Trimmomatic v. 0.38 (Bolger et al., 2014) was used to cut adapters and low-quality sequences from the reads. After trimming, the vast majority of reads were longer than 145 bp; those below 60 bp were excluded. We aligned the reads to the ‘decoy’ version of the GRCh37 human reference sequence (hs37d5) using BWA MEM (Li, 2013). We removed duplicate reads with picard-tools v. 2.12.0 (http://broadinstitute.github.io/picard) and performed local realignment around indels with GATK v. 3.5 (Poplin et al., 2017).
After alignment, and keeping only properly paired reads that mapped to the same chromosome, the sequencing depth across the samples used in downstream analyses was as follows: min = 18x, Q1 = 35x, median = 38x, Q3 = 43x, max = 48x. Only three samples had median coverage rates below 30x: CBL34, RAM005 and RAM067.
Base calling was undertaken with GATK v. 3.5 following GATK best practices. Per-sample gVCF files were generated using GATK HaplotypeCaller (using only reads with mapping quality ≥ 20). Single sample gVCFs were combined into multisample files using CombineGVCFs, and joint genotyping was performed using GATK GenotypeGVCFs, outputting all sites to a multisample VCF. Exactly the same base calling steps were applied to new and published samples, and the joint genotyping included all samples in this study.
Using BCFtools v. 1.4 (Li, 2011), the following filters were applied to each genotype call: base depth (DP) ≥ 8x and ≤ 400x, and genotype quality (GQ) ≥ 30. We then kept only biallelic SNPs and invariable reference sites. For the majority of our analyses, we kept only sites that had high quality variant calls in at least 99% of samples. (Specifically, all analyses in STAR Methods S5-S9 and S11, and all analyses in S10, apart from two result robustness checks that assessed phasing and archaic haplotype topologies. Additionally, we did not apply the call rate filter in the motif-counting analysis in STAR Methods S12). Applying this 99% call-rate filter yielded a total of 36,462,963 SNPs in the combined dataset.

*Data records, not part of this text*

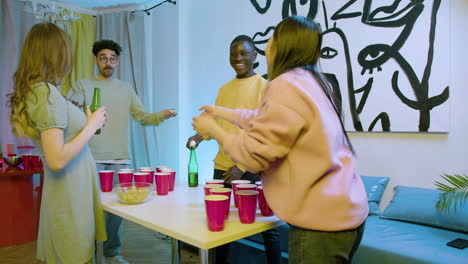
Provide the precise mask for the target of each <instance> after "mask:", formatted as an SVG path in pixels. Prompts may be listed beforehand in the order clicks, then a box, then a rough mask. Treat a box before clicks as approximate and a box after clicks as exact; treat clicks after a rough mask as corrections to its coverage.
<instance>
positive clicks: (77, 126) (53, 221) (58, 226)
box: [27, 83, 106, 264]
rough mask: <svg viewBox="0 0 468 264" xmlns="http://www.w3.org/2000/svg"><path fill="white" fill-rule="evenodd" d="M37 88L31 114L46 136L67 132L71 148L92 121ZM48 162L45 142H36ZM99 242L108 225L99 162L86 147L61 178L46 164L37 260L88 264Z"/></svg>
mask: <svg viewBox="0 0 468 264" xmlns="http://www.w3.org/2000/svg"><path fill="white" fill-rule="evenodd" d="M48 86H49V88H50V90H49V88H48V87H47V85H46V84H45V83H39V84H36V85H35V86H34V87H33V91H34V93H35V94H36V96H35V95H34V94H33V93H31V94H30V95H28V98H27V109H28V114H29V116H30V117H31V120H32V121H33V123H34V127H35V128H36V129H37V131H38V132H39V133H40V132H42V131H44V130H46V129H50V128H61V129H63V133H64V139H65V142H68V141H70V140H72V139H73V138H74V137H75V136H76V135H77V134H78V133H79V132H80V131H81V130H82V129H83V127H84V126H85V125H86V115H85V114H84V113H83V111H82V110H80V109H79V108H77V107H76V106H75V105H73V104H72V103H70V102H68V101H67V100H66V99H65V98H64V97H63V96H62V95H61V94H60V92H59V90H58V89H57V88H56V87H55V86H54V85H52V84H48ZM33 141H34V144H35V145H36V148H37V150H38V152H39V155H40V156H41V158H42V159H43V160H45V159H44V153H43V151H42V146H41V141H40V137H38V138H33ZM95 240H101V241H104V240H106V232H105V221H104V214H103V210H102V204H101V200H100V191H99V187H98V182H97V170H96V164H95V162H94V158H93V156H92V154H91V151H90V149H89V148H88V146H87V145H86V146H85V147H84V148H83V149H82V150H81V152H80V153H79V154H78V155H77V156H76V157H75V158H74V159H73V160H72V161H71V162H70V163H68V164H67V165H66V167H65V168H64V169H62V170H61V171H60V172H53V171H52V170H50V168H48V167H47V164H46V162H44V187H43V190H42V202H41V212H40V222H39V235H38V239H37V258H38V259H40V260H42V261H46V262H47V263H48V264H55V263H63V264H75V263H76V264H83V263H85V262H87V261H89V260H91V259H92V258H93V255H94V247H95V243H94V242H95Z"/></svg>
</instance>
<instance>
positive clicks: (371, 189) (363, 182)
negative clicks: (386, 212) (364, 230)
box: [361, 176, 390, 215]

We removed sites within segmental duplications, repeats and low complexity regions. These masks were downloaded from the UCSC and Broad Institute genome resources:
hgdownload.soe.ucsc.edu/goldenPath/hg19/database/genomicSuperDups.txt.gzsoftware.broadinstitute.org/software/genomestrip/node_ReferenceMetadata.htmlIn the filtered and masked VCF files, we examined several statistics across the samples: the percentages of no-calls and singletons; the average depth; transition/transversion ratio; the number of variants; and heterozygosity. One highly heterozygous sample from the SGDP (LP6005441-DNA_A09, Naxi-2) was excluded based on these metrics, as well as on the basis that the original authors determined that this sample had been contaminated (Mallick et al., 2016).

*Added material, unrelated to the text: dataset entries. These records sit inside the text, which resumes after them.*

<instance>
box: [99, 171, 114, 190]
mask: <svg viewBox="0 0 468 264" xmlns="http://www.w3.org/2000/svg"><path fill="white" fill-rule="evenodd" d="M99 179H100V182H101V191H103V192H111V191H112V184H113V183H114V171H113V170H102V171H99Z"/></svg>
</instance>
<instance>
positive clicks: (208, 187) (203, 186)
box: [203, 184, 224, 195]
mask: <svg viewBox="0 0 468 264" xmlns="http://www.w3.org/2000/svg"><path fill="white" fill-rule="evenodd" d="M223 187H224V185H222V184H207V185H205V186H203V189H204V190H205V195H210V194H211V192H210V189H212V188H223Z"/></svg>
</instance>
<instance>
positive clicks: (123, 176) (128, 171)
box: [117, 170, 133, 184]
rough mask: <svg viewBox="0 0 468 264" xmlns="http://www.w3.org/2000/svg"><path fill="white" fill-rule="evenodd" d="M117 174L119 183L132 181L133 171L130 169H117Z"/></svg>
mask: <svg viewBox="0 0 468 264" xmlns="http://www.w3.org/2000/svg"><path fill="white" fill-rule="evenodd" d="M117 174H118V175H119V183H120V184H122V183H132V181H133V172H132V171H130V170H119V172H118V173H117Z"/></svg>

S2 - Kinship and outlier analysis
We performed sample kinship analysis using KING v. 2.1 (Manichaikul et al., 2010). Of the 161 new genomes, 6 were excluded due to the presence of a first-degree relative in the dataset, leaving a total of 155 genomes for downstream analysis. This relatedness is a consequence of the village-scale sampling strategy employed in this study. In addition, 7 sample pairs display second-degree relatedness (BNA05 / BNA12-F, BNA21-F / BNA26-F, CBL018 / CBL019, RAM045-F / RAM067, RAM022 / RAM039-F, NIAS08 / NIAS12, NIAS01 / NIAS10). These samples were kept for further analyses, and the final dataset comprised 471 genomes: 155 newly generated complete genomes, 25 genomes from the Malaspinas et al., 2016 study and 291 genomes from SGDP.

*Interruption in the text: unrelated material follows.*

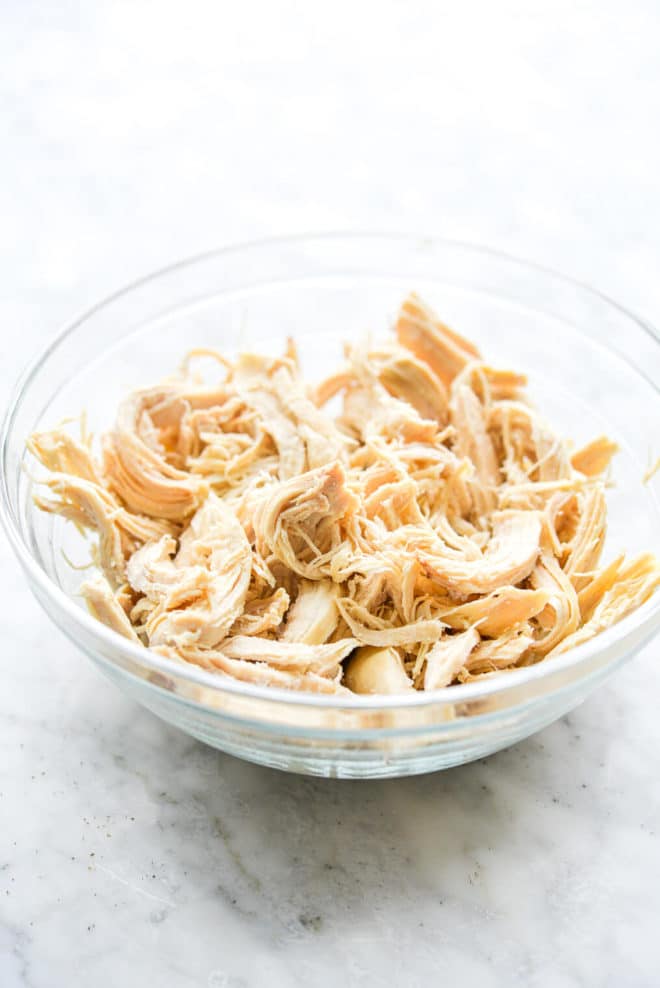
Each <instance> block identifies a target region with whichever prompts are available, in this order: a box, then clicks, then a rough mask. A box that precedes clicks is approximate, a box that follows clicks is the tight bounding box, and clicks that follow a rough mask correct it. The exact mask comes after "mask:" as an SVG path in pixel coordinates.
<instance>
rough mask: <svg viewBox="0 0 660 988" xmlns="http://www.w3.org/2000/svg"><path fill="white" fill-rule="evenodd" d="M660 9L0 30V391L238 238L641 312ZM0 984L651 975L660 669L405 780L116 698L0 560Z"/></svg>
mask: <svg viewBox="0 0 660 988" xmlns="http://www.w3.org/2000/svg"><path fill="white" fill-rule="evenodd" d="M659 33H660V8H659V7H658V5H657V3H654V2H653V0H647V2H644V0H632V2H628V3H626V4H623V3H615V2H607V0H606V2H598V3H597V2H595V0H593V2H590V0H586V2H580V3H575V2H574V0H571V2H567V0H557V2H555V3H552V4H550V3H547V4H528V3H522V2H521V3H514V2H512V0H505V2H502V3H497V4H491V3H487V2H481V3H475V2H470V0H468V2H465V3H461V4H456V3H452V4H445V3H442V4H439V3H433V2H429V3H424V2H416V3H413V4H404V3H392V2H382V0H381V2H380V3H378V4H370V3H364V2H359V0H353V2H351V3H347V2H334V3H332V4H326V5H323V6H322V5H320V4H313V3H312V4H300V3H291V2H278V3H276V4H268V3H266V2H262V3H255V2H251V0H248V2H243V3H241V4H229V3H224V2H221V3H211V2H209V3H199V2H196V0H192V2H188V3H186V4H178V3H174V2H162V0H161V2H159V3H149V2H147V0H130V2H119V0H113V2H107V3H94V4H77V3H74V2H72V0H70V2H59V3H51V4H49V3H47V2H46V3H44V2H36V0H7V2H6V3H4V4H3V5H2V10H1V11H0V64H2V73H0V108H1V111H2V120H3V128H2V130H3V141H2V152H1V154H0V216H1V217H2V219H1V221H0V260H1V261H2V269H3V279H2V283H3V288H2V293H1V294H0V317H1V322H0V356H1V358H2V359H0V375H1V378H0V380H1V381H2V384H3V389H6V387H7V385H8V383H9V381H10V380H11V379H12V378H13V377H14V376H15V374H16V372H17V370H18V367H19V365H20V363H21V362H22V361H23V360H24V359H25V358H26V357H27V356H28V354H29V353H30V352H31V351H32V350H33V349H34V348H35V347H36V346H37V345H39V344H41V343H43V342H44V341H45V340H46V339H47V338H48V337H49V336H50V335H51V334H52V332H53V331H54V329H55V328H56V327H57V326H58V325H59V324H60V323H61V322H62V321H63V320H65V319H68V318H69V317H70V316H71V315H72V314H74V313H76V312H77V311H78V310H79V309H80V308H82V307H83V306H85V305H87V304H89V303H91V302H92V301H94V300H95V299H96V298H97V296H99V295H101V294H104V293H106V292H108V291H110V290H112V289H114V288H115V287H117V286H118V285H119V284H121V283H122V282H123V281H126V280H128V279H130V278H133V277H134V276H137V275H139V274H141V273H142V272H144V271H148V270H149V269H152V268H154V267H156V266H158V265H160V264H162V263H166V262H168V261H170V260H172V259H175V258H176V257H178V256H181V255H185V254H186V253H191V252H194V251H197V250H200V249H203V248H206V247H209V246H212V245H216V244H219V243H223V242H229V241H232V240H236V239H246V238H250V237H253V236H261V235H266V234H275V233H284V232H293V231H299V230H306V229H310V228H311V229H314V228H316V229H320V228H337V227H346V228H361V227H362V228H364V227H367V228H380V229H387V228H400V229H411V230H412V229H417V230H419V229H421V230H432V231H436V232H444V233H446V234H449V235H453V236H458V237H462V238H472V239H477V240H479V241H483V242H487V243H490V244H493V245H499V246H501V247H504V248H507V249H509V250H511V251H513V252H515V253H519V254H522V255H526V256H530V257H533V258H536V259H537V260H539V261H541V262H545V263H547V264H550V265H552V266H555V267H559V268H561V269H564V270H567V271H569V272H572V273H574V274H575V275H577V276H578V277H581V278H583V279H585V280H587V281H589V282H593V283H595V284H598V285H600V286H602V287H604V288H605V289H606V290H607V291H608V292H610V293H611V294H612V295H614V296H615V297H618V298H620V299H621V300H622V301H624V302H627V303H628V304H629V305H630V306H631V307H632V308H633V309H638V310H640V311H642V312H643V313H646V314H647V315H648V316H649V317H650V318H651V319H652V320H654V321H655V322H656V323H657V322H658V321H660V279H659V278H658V275H657V272H658V266H659V260H660V185H659V184H658V174H659V172H660V169H659V166H660V143H659V141H658V136H657V112H658V104H659V98H660V61H659V60H658V57H657V47H658V37H659ZM0 563H1V568H0V599H1V600H2V604H3V632H4V648H3V656H2V657H3V669H4V679H3V689H2V690H0V714H1V719H0V738H1V740H2V746H3V751H2V758H1V759H0V985H2V988H75V986H78V985H80V986H91V985H93V986H95V988H114V986H117V985H122V986H128V988H130V986H133V985H144V984H152V983H153V984H158V985H164V986H168V988H169V986H172V988H179V986H181V988H189V986H190V988H193V986H194V988H197V986H199V988H260V986H264V985H267V986H272V988H284V986H305V988H308V986H312V988H313V986H323V988H325V986H334V985H336V984H344V985H347V986H363V985H364V986H372V985H373V986H376V985H381V984H391V985H397V986H399V985H401V986H404V988H405V986H411V988H412V986H422V985H427V984H447V985H454V984H460V985H462V986H471V985H478V986H480V988H490V986H500V985H502V986H507V988H508V986H516V985H520V986H533V988H555V986H560V988H561V986H567V988H593V986H612V988H621V986H624V988H627V986H633V988H651V986H655V985H657V984H659V983H660V943H659V938H658V928H659V920H658V914H659V911H660V882H659V881H658V875H659V872H660V792H659V789H658V751H659V750H660V728H659V727H658V718H657V709H658V700H657V698H658V696H659V695H660V667H659V665H658V645H657V644H656V645H655V646H651V647H649V648H647V649H646V650H645V652H644V653H643V654H642V655H640V656H639V658H638V659H637V660H636V661H635V662H634V664H632V665H630V666H629V667H628V668H626V669H625V670H624V671H623V672H622V673H620V674H619V675H618V676H617V677H616V678H615V679H614V680H612V681H611V683H610V684H609V685H607V686H606V687H605V688H603V689H601V690H600V691H599V692H598V694H597V695H595V696H594V697H593V698H592V699H590V700H589V701H588V702H587V703H585V704H584V705H583V706H582V707H581V708H579V709H578V710H576V711H575V712H574V713H573V714H572V715H571V716H570V717H567V718H565V719H564V720H562V721H561V722H559V723H557V724H555V725H554V726H553V727H551V728H549V729H547V730H545V731H544V732H543V733H541V734H540V735H538V736H537V737H535V738H533V739H531V740H529V741H527V742H524V743H522V744H520V745H518V746H517V747H515V748H514V749H512V750H509V751H506V752H503V753H501V754H499V755H496V756H494V757H492V758H490V759H489V760H488V761H486V762H483V763H478V764H474V765H471V766H467V767H465V768H461V769H456V770H454V771H451V772H447V773H444V774H442V773H441V774H437V775H434V776H428V777H426V778H418V779H410V780H400V781H393V782H382V783H381V782H378V783H364V784H358V783H340V782H331V781H322V780H309V779H303V778H296V777H288V776H286V775H281V774H277V773H274V772H271V771H268V770H265V769H261V768H257V767H254V766H251V765H248V764H243V763H241V762H239V761H236V760H234V759H232V758H229V757H225V756H223V755H221V754H218V753H216V752H214V751H211V750H210V749H207V748H204V747H203V746H201V745H200V744H197V743H195V742H193V741H191V740H189V739H188V738H186V737H185V736H183V735H182V734H179V733H177V732H176V731H174V730H172V729H170V728H168V727H166V726H165V725H163V724H161V723H160V722H158V721H157V720H156V719H154V718H153V717H152V716H151V715H150V714H148V713H147V712H145V711H143V710H142V709H140V708H138V707H136V706H135V705H134V704H133V703H131V702H130V701H129V700H127V699H125V698H124V697H123V696H122V695H120V694H119V693H117V692H116V691H115V690H114V689H113V688H111V687H110V686H108V685H106V683H105V681H104V680H103V679H102V678H101V677H100V676H99V675H98V674H97V673H96V672H95V671H93V670H92V669H91V667H90V666H89V664H88V663H87V661H86V660H85V659H84V658H83V657H82V656H81V655H79V654H77V653H76V651H75V649H74V648H73V647H71V646H70V645H69V644H68V643H67V642H66V641H65V640H64V639H63V638H62V636H61V635H60V634H59V633H57V632H56V631H55V630H54V629H53V628H52V627H51V626H50V625H49V624H48V622H47V621H46V619H45V618H44V617H43V616H42V615H41V613H40V611H39V610H38V608H37V606H36V604H35V603H34V602H33V601H32V599H31V598H30V596H29V595H28V592H27V590H26V588H25V586H24V584H23V581H22V579H21V578H20V576H19V574H18V572H17V569H16V567H15V565H14V561H13V559H11V558H10V554H9V550H8V548H7V547H6V544H5V542H4V540H2V542H1V543H0Z"/></svg>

Principal component analysis (PC) was used to detect sample outliers and characterize regional diversity. First, we applied LD pruning of our SNP set using PLINK v. 1.9 (Chang et al., 2015). Pruning was performed in 1 Kb sliding windows with a step size of 100 bp, and SNPs with R2 > 0.1 were removed. Next, PCA was performed in EIGENSOFT v. 7.2.0 (Patterson et al., 2006, Price et al., 2006) without the outlier removal step. The results of a PCA without African samples (N = 429) is shown in Main Text Figure 1B.